Whole Endive Salad with Anchovy Dressing

whole endive salad anchovy dressing
Photo: Lennart Weibull
Prep Time:
35 mins
Total Time:
1 hrs 5 mins

A garlicky anchovy dressing imparts an umami richness to crisp endive leaves in this elegant spring salad, while tiny homemade brioche croutons add just the right amount of crunch.



  • 1 tablespoon extra-virgin olive oil

  • 2 teaspoons unsalted butter

  • ¼ loaf unsliced brioche (¼ pound), crust removed, cut into ¼-inch cubes (2 cups)


  • 10 oil-packed anchovies, chopped (2 tablespoons)

  • Kosher salt and freshly ground pepper

  • ¼ cup extra-virgin olive oil

  • 2 tablespoons thinly sliced garlic (from 3 cloves)

  • ¼ cup fresh lemon juice (from 1 juicy lemon)

  • 6 heads Belgian endive (1 pound), trimmed and leaves separated, washed, and well dried


  1. Croutons: Heat oil and butter in a medium skillet over medium-low. Add brioche cubes and cook, stirring often, until golden and crisp, 4 to 6 minutes. Transfer to paper towels; let cool completely. Croutons can be stored in an airtight container at room temperature up to 1 week.

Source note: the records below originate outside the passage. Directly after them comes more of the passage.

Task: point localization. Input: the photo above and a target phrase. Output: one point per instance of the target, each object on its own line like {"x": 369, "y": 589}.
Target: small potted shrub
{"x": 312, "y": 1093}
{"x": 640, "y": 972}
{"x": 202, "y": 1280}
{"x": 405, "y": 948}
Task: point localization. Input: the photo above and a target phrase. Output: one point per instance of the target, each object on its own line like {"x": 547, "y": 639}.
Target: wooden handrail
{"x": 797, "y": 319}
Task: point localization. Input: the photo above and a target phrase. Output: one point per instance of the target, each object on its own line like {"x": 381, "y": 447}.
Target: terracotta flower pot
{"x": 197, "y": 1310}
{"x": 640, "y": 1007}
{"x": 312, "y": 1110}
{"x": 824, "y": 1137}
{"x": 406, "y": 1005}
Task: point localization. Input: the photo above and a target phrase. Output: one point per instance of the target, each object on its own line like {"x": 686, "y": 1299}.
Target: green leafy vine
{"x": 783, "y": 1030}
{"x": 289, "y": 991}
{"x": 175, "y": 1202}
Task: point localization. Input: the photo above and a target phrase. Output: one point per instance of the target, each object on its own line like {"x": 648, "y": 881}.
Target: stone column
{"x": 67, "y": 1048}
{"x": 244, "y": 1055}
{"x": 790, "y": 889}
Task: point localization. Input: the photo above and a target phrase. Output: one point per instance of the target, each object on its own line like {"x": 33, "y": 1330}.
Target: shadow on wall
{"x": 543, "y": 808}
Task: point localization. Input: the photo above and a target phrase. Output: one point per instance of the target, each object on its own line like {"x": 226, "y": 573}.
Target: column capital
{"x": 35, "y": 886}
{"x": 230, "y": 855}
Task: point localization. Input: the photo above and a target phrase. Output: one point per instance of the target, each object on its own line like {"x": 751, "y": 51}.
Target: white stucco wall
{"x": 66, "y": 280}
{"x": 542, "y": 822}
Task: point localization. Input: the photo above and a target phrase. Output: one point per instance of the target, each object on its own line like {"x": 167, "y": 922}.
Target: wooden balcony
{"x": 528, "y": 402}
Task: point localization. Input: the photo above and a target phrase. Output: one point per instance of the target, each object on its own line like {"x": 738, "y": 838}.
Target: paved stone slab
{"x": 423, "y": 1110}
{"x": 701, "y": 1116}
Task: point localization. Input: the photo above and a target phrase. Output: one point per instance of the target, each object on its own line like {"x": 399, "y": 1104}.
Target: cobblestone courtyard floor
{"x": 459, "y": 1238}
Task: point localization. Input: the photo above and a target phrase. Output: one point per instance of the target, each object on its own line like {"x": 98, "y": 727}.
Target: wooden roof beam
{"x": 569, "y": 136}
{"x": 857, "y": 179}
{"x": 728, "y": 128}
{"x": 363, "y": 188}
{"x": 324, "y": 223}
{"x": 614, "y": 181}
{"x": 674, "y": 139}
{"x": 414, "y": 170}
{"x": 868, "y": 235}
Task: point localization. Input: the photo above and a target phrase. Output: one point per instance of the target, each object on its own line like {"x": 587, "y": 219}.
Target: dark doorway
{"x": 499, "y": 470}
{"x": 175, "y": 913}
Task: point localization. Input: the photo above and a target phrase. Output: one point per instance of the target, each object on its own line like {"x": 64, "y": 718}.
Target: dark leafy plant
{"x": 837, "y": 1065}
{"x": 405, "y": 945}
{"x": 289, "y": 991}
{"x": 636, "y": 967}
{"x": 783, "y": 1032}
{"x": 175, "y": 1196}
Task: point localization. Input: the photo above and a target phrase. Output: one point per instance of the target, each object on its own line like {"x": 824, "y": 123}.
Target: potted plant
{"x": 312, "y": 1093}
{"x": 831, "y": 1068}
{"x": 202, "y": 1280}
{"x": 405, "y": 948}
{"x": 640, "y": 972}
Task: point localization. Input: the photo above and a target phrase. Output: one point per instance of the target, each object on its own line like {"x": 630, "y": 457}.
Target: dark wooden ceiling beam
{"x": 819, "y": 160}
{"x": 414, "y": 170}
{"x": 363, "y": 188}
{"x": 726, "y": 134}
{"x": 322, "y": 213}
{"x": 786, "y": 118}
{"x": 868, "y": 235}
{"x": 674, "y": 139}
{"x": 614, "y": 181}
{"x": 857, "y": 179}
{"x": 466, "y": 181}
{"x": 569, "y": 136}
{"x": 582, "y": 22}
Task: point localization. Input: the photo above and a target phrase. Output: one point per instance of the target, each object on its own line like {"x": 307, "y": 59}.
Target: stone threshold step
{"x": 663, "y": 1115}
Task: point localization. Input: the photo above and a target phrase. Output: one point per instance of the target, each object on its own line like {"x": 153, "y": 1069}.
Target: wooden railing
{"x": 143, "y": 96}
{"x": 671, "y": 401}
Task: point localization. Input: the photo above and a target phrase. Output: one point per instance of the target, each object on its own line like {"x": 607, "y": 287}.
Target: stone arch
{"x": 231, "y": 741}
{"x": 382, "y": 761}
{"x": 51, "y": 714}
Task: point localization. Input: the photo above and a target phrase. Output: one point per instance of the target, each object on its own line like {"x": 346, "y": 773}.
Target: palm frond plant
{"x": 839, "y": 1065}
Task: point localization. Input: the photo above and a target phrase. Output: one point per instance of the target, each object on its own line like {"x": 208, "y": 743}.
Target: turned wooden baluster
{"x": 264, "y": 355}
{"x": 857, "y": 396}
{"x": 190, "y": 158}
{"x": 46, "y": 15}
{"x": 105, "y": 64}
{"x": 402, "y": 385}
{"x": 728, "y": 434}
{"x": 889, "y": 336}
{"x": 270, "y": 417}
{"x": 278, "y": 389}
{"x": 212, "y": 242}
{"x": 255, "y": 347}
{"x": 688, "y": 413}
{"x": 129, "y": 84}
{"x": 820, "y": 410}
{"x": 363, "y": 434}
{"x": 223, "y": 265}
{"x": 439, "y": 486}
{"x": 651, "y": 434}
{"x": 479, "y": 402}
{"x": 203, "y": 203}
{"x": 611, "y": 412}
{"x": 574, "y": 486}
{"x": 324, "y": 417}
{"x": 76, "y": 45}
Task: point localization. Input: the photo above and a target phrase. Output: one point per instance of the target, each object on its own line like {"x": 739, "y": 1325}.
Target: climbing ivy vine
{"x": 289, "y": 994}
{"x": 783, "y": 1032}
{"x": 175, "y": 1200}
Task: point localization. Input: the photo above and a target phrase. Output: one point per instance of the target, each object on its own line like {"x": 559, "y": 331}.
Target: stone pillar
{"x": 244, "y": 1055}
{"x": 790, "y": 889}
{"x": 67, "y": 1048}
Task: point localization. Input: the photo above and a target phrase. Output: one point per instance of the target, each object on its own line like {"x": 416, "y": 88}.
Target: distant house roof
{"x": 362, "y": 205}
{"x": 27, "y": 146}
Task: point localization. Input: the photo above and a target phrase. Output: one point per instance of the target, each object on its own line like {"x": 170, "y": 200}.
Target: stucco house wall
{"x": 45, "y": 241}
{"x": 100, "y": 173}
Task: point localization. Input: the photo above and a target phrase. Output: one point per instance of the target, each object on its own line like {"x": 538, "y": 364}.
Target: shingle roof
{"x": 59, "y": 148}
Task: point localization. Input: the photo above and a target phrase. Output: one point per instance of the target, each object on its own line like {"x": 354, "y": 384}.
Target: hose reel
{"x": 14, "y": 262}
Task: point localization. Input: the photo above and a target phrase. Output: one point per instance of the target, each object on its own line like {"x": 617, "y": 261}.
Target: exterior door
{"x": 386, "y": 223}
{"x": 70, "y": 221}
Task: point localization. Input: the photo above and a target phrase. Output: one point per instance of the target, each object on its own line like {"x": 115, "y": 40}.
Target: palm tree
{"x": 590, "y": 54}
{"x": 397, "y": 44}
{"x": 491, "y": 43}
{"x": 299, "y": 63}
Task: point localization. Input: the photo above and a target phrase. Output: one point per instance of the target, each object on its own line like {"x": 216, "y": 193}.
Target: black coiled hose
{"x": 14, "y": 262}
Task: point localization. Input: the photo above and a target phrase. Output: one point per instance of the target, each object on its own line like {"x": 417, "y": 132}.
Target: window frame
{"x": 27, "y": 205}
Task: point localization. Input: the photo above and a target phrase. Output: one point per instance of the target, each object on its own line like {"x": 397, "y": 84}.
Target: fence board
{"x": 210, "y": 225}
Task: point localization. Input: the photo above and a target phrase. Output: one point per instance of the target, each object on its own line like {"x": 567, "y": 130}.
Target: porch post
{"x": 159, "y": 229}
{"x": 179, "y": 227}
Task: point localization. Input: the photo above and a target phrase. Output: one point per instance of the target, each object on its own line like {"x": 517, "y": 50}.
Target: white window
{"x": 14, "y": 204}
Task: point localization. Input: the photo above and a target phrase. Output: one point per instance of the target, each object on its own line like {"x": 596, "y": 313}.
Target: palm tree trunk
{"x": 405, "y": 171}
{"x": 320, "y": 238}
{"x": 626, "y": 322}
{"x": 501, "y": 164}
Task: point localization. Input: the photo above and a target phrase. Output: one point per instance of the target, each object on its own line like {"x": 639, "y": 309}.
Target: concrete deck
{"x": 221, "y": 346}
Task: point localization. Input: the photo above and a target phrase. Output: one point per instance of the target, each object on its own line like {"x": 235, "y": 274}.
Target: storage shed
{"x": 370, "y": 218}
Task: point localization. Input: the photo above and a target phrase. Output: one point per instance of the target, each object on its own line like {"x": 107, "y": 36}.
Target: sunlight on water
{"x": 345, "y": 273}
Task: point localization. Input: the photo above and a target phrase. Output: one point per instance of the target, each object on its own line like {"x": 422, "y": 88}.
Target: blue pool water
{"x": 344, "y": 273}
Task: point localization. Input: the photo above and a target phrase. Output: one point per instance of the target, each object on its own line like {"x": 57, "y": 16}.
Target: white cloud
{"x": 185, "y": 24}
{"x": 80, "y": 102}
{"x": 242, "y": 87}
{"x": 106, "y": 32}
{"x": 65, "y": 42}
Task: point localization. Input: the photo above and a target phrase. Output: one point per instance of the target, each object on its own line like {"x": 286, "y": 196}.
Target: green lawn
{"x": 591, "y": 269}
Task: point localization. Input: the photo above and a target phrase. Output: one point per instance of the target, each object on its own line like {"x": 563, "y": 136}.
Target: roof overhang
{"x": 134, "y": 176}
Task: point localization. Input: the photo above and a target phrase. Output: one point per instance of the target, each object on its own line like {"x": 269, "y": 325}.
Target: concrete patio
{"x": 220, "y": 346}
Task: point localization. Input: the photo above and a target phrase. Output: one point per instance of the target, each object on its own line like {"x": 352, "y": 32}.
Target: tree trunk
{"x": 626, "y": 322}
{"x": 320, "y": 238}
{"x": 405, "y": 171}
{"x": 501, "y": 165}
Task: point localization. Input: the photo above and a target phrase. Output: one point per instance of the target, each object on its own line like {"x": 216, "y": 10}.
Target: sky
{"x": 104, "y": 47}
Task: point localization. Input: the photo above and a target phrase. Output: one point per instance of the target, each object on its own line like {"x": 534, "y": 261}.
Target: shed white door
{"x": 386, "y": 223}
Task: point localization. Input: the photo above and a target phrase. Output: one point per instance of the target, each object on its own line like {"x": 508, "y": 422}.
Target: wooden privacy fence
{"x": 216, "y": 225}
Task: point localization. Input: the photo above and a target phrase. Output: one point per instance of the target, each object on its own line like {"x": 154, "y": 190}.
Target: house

  2. Salad: With the side of a knife, mash anchovies and 1/4 teaspoon salt to a paste. In a small skillet, heat oil and garlic over medium until garlic is sizzling and fragrant, about 3 minutes. Remove from heat; remove garlic with a slotted spoon and reserve for another use. Return skillet to medium heat and add anchovy mixture. Cook, stirring, until mixture dissolves, about 2 minutes. Remove from heat; slowly whisk in lemon juice. Let cool completely.

  3. In a large bowl, toss endive leaves with dressing; lightly season with salt and pepper. Divide among 4 plates and serve, topped with croutons and pepper.

Cook's Notes

If you use salt-cured anchovies instead of oil-packed, soak them in cold water for 10 minutes, then dry them well before using.